Abstract
In this paper, we have proposed and developed a comprehensive Convolutional Neural Network (CNN) classifier “WAF-LeNet” to be used in traffic signs recognition and identification as an empowerment of autonomous driving technologies. The implemented architecture is a deep fifteen-layer network that has been selected after extensive trials to be fast enough to suit the designated application. The CNN got trained using Adam’s optimization algorithm as a variant of the Stochastic Gradient Descent (SGD) technique. The learning process is carried out using the well-known “German Traffic Sign Dataset – GTSRB”. The data has been partitioned into training, validation and testing data sets. Additionally, more random traffic signs images are collected from the web and further used to test the robustness of the proposed CNN classifier. The paper goes through the development process in details and shows the image processing pipeline harnessed in the development. The proposed approach proved successful in identifying correctly 96.5% of the testing data set and 100% of the robustness dataset with the much smaller and faster network than other counterparts.
Keywords
Introduction
In the past decade, the automobile industry has made a shift toward intelligent vehicles equipped with driving assistance systems [1, 2, 3, 4, 5, 6]. Recently the automobile industry has introduced vision systems in their high-end cars. Also in the research community, vision systems for traffic sign recognition are published [7, 8, 9, 10, 11, 12, 13, 14, 15, 16, 17]. All these systems are designed for their specific application as a pipeline of carefully tuned algorithms [7, 8, 9, 10]. In the first step of the pipeline, the input is pre-processed with fixed algorithms such as lightning correction [9], histogram stretch [10], color segmentation [7], edge detection [11], Hough transform [12], etc. The result of these steps is used to perform the classification by a matching algorithm or by machine learning techniques such as Artificial Neural Networks (ANNs) [13, 14, 15] or Support Vector Machines (SVMs) [7]. Designing such a pipeline of algorithms is very time consuming and must be redone to support new road signs or other objects. The mapping of these computationally complex algorithms to onboard vision platforms is a time-consuming task. This is especially true if the system is already deployed and the “vendor” wants to sell new functionalities to existing platforms.

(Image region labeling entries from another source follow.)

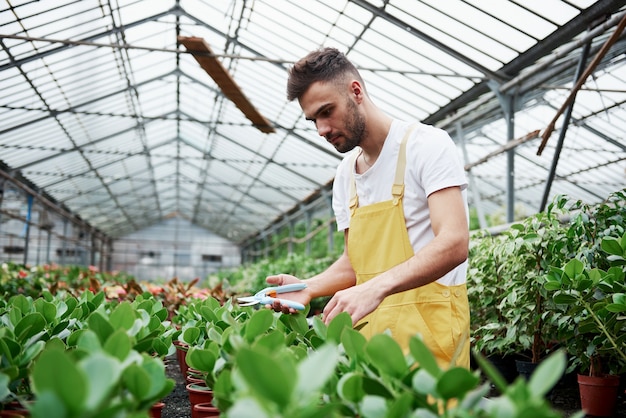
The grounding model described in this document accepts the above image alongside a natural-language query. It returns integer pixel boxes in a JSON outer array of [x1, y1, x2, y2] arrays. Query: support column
[[539, 42, 591, 212], [456, 121, 487, 229]]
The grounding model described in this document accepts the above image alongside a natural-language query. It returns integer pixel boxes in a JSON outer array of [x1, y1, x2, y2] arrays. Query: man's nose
[[316, 122, 331, 139]]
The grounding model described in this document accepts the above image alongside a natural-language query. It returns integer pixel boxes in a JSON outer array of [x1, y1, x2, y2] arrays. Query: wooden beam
[[178, 36, 276, 134]]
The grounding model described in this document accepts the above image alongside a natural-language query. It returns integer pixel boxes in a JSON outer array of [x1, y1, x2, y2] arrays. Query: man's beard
[[335, 98, 365, 153]]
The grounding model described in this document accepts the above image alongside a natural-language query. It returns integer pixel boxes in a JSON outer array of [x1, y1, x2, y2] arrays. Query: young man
[[267, 48, 469, 367]]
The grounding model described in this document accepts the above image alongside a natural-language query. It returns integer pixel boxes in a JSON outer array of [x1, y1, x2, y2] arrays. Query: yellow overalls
[[348, 127, 470, 369]]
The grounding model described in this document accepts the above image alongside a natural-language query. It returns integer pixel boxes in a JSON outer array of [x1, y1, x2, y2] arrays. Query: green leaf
[[29, 391, 70, 418], [341, 329, 367, 360], [76, 329, 102, 352], [181, 327, 200, 345], [79, 352, 122, 412], [528, 350, 567, 398], [34, 298, 57, 324], [600, 237, 625, 257], [13, 312, 46, 343], [606, 303, 626, 313], [253, 330, 290, 353], [109, 301, 137, 330], [360, 395, 387, 418], [365, 334, 409, 378], [0, 337, 22, 365], [363, 376, 393, 399], [31, 349, 88, 416], [235, 347, 297, 409], [409, 336, 441, 377], [185, 346, 217, 373], [11, 294, 32, 314], [337, 372, 365, 403], [280, 315, 309, 335], [19, 341, 46, 367], [313, 315, 328, 341], [0, 372, 11, 402], [87, 312, 114, 344], [122, 363, 152, 400], [142, 356, 175, 401], [437, 367, 480, 400], [387, 392, 414, 418], [244, 309, 274, 343], [563, 258, 585, 279], [296, 344, 339, 397], [554, 293, 578, 305], [412, 369, 437, 395], [103, 328, 133, 361], [326, 312, 352, 345]]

In the last decade, deep learning has done a comprehensive progress and almost dominated the field of machine learning if compared to classical methods, especially after the recent advancements in GPUs (Graphics Processing Units) [18]. Accordingly, deep learning has produced astounding results in applications related to image recognition, natural language processing, autonomous cars, etc.
Distribution of training data per each traffic sign.
In this paper, our proposed solution differs from the current state-of-the-art systems in that it uses a platform-independent flexible approach. The proposed vision system is based on a fully trainable CNN that is able to detect traffic signs in whatever shape; circular, rectangular or triangular. The CNN is trained for 43 different traffic signs but this number can be easily increased through transfer learning (keep adding new traffic signs training data and then use the current trained network after modifying the output layer). The inputs of the CNN are the raw pixel values and the outputs are direct confidence values representing the possibility of a specific traffic sign.
As an example for comparison purposes, the well-known work of Sermanet et al. [13] achieved a 99.17% accuracy, however, by using a much larger multi-scale convolutional neural network that is almost 100 times bigger than the one proposed in this paper. This is off-course makes its implementation in real-time extremely costly or almost infeasible. Moreover, Qian et al. [16] proposed a CNN that has been trained as well on the same data set (GTSRB) to extract the visual attributes using what is called “Max Pooling Positions”. However, the implemented CNN is almost 4 times the “WAF-LeNet” size (which means it is slower) and produces only 95.53% accuracy.
Samples of training images from different classes.
Distribution of validation data per each traffic sign.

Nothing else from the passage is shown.